Qingdai langsung mengeluarkan rangkaian manik-manik dan menyerahkannya, pemilik toko menerima dengan santai.

Setelah memperhatikan dengan teliti, ekspresi pemilik toko berubah menjadi ragu.

"Adik, barang ini... sebaiknya kamu tanya ke pemilik toko lain saja?"

Tatapan matanya jelas menunjukkan ketidaksukaan pada barang itu.

Qingdai hendak membela diri, tiba-tiba terdengar keributan di samping.

"Barang itu jelas aku yang lihat duluan!"

"Nona Sheng, aku sudah bayar, kamu mau merebut paksa?"

"Song Yushu, kamu!"

...

Nama itu terasa familiar.

Qingdai menengadah melihat ke arah suara, pemilik toko segera berlari ke sana untuk melerai.

"Kamu sengaja, Song Yushu, tunggu saja!"

"Nona Sheng, kalau kamu mengancam seperti ini, aku takut! Kalau begitu, pemilik toko, aku batalkan beliannya, kembalikan ke nona Sheng saja!"

Dengan nada seperti itu, Qingdai mengingat dari ingatannya siapa mereka.

Itu adalah adik tiri dari nona rumahnya, saat di kediaman menteri, sering mengganggu mereka.

Dalam buku, dia juga tokoh antagonis yang jahat pada tokoh utama.

Karena menyukai Qi Sheng, dia bersaing dengan tokoh utama, dan hasilnya sudah bisa ditebak.

Sedangkan yang satunya lagi... bernama Sheng, sepertinya Qingdai tahu siapa dia.
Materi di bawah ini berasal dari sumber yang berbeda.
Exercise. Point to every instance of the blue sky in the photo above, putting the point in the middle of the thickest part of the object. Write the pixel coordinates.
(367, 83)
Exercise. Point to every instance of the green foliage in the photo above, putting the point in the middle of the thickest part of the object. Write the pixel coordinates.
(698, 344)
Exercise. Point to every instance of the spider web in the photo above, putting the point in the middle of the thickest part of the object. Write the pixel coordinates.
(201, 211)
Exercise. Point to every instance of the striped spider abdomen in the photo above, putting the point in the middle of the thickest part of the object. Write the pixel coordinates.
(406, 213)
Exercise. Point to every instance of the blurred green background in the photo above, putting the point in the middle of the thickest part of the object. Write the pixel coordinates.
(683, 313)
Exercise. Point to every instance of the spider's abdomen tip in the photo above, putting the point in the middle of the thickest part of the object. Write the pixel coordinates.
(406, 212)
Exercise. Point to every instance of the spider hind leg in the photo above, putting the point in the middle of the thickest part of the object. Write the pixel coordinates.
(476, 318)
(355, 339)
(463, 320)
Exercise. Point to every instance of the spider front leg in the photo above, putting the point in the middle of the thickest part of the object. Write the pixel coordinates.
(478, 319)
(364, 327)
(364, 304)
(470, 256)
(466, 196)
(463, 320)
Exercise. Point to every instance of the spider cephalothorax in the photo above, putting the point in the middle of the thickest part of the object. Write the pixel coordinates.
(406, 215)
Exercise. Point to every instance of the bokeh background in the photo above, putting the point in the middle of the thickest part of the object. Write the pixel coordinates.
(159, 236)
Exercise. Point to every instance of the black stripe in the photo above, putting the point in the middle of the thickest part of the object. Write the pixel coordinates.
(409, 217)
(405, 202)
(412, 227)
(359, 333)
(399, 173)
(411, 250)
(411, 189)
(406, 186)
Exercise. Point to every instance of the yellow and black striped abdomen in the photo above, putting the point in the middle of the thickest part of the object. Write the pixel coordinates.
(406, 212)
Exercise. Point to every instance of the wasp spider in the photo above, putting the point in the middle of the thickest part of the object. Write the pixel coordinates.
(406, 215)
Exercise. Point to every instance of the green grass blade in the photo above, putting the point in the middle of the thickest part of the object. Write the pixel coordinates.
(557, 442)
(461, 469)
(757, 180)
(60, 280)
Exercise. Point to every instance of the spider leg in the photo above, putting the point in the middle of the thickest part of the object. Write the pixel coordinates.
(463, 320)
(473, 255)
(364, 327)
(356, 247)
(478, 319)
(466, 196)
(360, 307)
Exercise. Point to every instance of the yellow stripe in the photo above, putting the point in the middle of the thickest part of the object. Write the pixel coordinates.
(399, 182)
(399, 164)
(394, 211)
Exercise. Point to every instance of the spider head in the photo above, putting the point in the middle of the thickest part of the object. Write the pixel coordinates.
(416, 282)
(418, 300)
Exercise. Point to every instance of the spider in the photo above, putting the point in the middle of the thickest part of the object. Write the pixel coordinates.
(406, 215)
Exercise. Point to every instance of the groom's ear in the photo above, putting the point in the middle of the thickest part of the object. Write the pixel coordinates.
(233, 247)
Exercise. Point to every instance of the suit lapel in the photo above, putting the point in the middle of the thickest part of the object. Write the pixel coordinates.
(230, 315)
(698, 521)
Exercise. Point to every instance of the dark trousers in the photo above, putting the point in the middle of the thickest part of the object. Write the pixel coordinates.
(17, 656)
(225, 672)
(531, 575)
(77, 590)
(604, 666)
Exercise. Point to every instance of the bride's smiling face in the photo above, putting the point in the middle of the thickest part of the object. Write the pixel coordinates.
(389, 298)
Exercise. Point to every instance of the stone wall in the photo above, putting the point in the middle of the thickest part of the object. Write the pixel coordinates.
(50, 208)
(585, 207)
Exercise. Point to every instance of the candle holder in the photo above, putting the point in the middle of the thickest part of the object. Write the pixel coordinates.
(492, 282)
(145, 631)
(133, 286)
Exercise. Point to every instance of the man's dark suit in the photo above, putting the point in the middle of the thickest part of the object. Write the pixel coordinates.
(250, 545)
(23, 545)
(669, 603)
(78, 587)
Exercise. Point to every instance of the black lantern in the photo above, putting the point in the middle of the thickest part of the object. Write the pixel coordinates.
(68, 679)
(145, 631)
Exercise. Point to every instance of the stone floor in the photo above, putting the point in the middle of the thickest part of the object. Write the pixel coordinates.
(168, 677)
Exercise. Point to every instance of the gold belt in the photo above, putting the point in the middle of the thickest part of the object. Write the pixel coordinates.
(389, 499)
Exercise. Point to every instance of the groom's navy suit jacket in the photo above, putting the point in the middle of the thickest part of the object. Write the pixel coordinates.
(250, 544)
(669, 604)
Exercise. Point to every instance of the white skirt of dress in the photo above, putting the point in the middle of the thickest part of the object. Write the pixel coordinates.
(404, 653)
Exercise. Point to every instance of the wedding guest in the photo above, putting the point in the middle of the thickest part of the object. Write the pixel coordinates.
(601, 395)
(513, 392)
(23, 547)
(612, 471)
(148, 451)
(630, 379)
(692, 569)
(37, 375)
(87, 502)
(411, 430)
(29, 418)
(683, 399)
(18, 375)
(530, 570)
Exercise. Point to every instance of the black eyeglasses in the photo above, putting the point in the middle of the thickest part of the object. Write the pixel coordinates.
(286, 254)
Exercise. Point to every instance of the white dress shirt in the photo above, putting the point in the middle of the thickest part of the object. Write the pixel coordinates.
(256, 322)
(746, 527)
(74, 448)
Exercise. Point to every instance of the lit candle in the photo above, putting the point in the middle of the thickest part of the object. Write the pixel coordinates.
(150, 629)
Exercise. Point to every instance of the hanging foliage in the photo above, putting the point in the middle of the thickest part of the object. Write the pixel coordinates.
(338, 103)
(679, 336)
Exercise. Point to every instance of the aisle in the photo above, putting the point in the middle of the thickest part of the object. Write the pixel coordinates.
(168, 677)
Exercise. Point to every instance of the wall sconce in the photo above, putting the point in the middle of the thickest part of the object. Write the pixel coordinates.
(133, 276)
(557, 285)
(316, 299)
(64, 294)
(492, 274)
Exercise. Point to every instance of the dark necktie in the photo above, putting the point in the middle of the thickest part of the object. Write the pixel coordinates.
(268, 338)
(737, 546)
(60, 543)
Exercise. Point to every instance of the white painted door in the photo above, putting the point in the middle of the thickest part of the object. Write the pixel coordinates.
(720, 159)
Pemilik toko bingung di tengah-tengah, berkata, "Nona Song, ini... tidak sesuai aturan."

"Hmph, aku batalkan!"

Sheng Mingyue mendengus dingin, berbalik hendak pergi.

Song Yushu jelas tidak mau membiarkan kesempatan itu, memaksa memasukkan gelang giok ke tangan Sheng Mingyue.

"Kamu mau apa? Aku tidak mau!"

Sheng Mingyue berusaha keras melepas, gelang giok itu jatuh dan pecah berkeping-keping.

"Nona Sheng, aku sudah bilang akan memberikannya, kenapa kamu sengaja memecahkannya?"

Song Yushu tampak terkejut dan sedih, air mata menggenang, pemilik toko saat itu sangat kesal.

Gelang itu belum dibayar?

Mendengar tuduhan itu, Sheng Mingyue marah, "Kamu yang memaksa memberiku, bukan aku!"

"Semuanya melihat, Nona Sheng kamu yang tidak hati-hati, mau lari dari tanggung jawab?" kata pelayan Song Yushu dengan keras.

Sheng Mingyue kesal, "Bukan aku!"

Pemilik toko mengerutkan kening dengan wajah khawatir, "Nona Sheng, gelang ini bernilai seribu uang perak, kamu..."

"Apa seribu uang perak? Kamu sungguh mematok harga mahal!" Sheng Mingyue membuka matanya lebar-lebar.

"Nona Sheng, ini giok Hetian terbaik, satu-satunya di ibukota, tak ternilai harganya, seribu uang perak itu sudah kami toleransi karena nama besar keluarga Sheng."